Lingceng's Blog

Migrate Legacy Data to Anthother Rails Project: Practical Tips About Using ActiveRecord

I migrated legacy data from one Rails project to its refactored Rails project recently. I’ll share some tips while I’m doing this job.

I fetched the legacy data directly from old DB and then save into new DB in a rake task. I used following code to connect the old DB:

class DB < ActiveRecord::Base
  self.abstract_class = true
  if ENV['DEBUG']
    self.logger = Logger.new(STDOUT)
  end

  establish_connection adapter: 'mysql2', encoding: 'utf8',
    host: '127.0.0.1', port: '3306', database: 'databasename', 
    username: 'username'
end

Then select result with raw SQL by using select_all method

DB.connection.select_all("select * from users").each do |user|
  record = OpenStruct.new(record)
  new = UserInNewDB.find_or_initialize_by(id: record.id)
  user.attributes = record.to_h.slice(*%i[ phone name created_at updated_at])
  user.save! if user.changed?
end

But it’s hard while doing some complicated query with raw SQL. So I tried to copy models in old project to new one. To keep new project clean, I mainly reproduced the relations between models.

class User < DB
  has_many :orders
end

class Order < DB
  belongs_to :user
end

Then life gets better. I can do queries with ActiveRecord model and get all the benefits.

User.find_each do |record|
  # Do the migration
end

Tip0 Skip some callback

Process.skip_callback(:save, :before, :log_changes)

Tip1 Skip some validation

if new.invalid? && 1 == new.errors.size && new.errors[:batch_id]
  new.save!(validate: false)
else
  new.save!
end

Tip2 Cache basic table in a hash

brands = Brand.all.index_by(&:name)
Order.find_each do |record|
  new = NewOrder.find_or_initialize_by(id: record.id)
  new.brand = brands[name]
  new.save!
end

Tip3 Show current progress

def show_process(name, total, index)
  printf "%s %.2f %%, %d / %d\r", name, index * 100.0 / total, index, total
end

Tip4 Find out records with no associated records

Settlement.joins("left join orders on orders.settlement_id = settlements.id").
  where("orders.id is null")

Tip5 Update column without triggering callbacks

PayRecord.find(10059).update_column(:amount, 5986)

Tip6 Do nested inner joins with ActiveRecord

query = ProcessesChange.joins(process: [:technic, batch: :workgroup])

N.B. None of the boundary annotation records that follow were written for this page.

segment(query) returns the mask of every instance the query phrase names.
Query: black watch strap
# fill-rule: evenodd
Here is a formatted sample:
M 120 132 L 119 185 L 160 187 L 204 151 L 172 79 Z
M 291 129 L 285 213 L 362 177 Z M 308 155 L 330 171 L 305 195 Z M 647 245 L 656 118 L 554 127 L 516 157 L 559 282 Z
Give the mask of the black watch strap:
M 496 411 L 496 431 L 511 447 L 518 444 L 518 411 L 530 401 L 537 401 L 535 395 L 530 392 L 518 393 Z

Tip7 Use squeel to do outer join

User.joins{recharges.outer}

Tip8 Use pluck method to return array of data

Order.joins(:item).group('items.brand').pluck("items.brand, count(orders.id) as order_count")

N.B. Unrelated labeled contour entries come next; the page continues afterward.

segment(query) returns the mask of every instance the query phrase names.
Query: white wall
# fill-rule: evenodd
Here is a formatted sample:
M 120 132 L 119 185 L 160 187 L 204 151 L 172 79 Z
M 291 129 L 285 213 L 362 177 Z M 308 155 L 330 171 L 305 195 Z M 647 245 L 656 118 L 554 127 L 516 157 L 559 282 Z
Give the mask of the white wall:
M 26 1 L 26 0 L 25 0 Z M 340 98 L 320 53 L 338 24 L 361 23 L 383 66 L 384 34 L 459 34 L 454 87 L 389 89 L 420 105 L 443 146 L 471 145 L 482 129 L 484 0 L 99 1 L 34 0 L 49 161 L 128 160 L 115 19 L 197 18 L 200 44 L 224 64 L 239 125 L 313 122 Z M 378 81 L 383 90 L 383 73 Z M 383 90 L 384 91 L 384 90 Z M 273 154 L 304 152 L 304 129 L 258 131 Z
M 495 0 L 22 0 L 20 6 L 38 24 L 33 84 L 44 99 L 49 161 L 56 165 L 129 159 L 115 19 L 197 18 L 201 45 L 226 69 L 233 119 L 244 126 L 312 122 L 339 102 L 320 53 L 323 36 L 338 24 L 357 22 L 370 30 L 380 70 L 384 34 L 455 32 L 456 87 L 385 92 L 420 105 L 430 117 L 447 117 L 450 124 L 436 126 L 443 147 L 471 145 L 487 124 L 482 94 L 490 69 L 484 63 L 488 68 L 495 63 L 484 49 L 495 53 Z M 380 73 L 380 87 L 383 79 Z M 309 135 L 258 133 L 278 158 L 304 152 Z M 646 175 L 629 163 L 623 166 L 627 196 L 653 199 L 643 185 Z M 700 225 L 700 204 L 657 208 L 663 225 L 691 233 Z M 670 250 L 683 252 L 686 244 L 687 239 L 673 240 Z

Tip9 Use Mysql GROUP_CONCAT to return all items in a group

sql =  Settlement.joins(:orders).group(:id).
  having("sum(orders.final_price) != sum(settlements.amount)").
  select("settlements.id, GROUP_CONCAT(orders.number),
  GROUP_CONCAT(orders.final_price), MIN(settlements.amount)").to_sql

Settlement.connection.select_all(sql)

Tip10 Manage rake task dependencies with an empty task

task :user_module => [:users, :sources, :customers, :operators]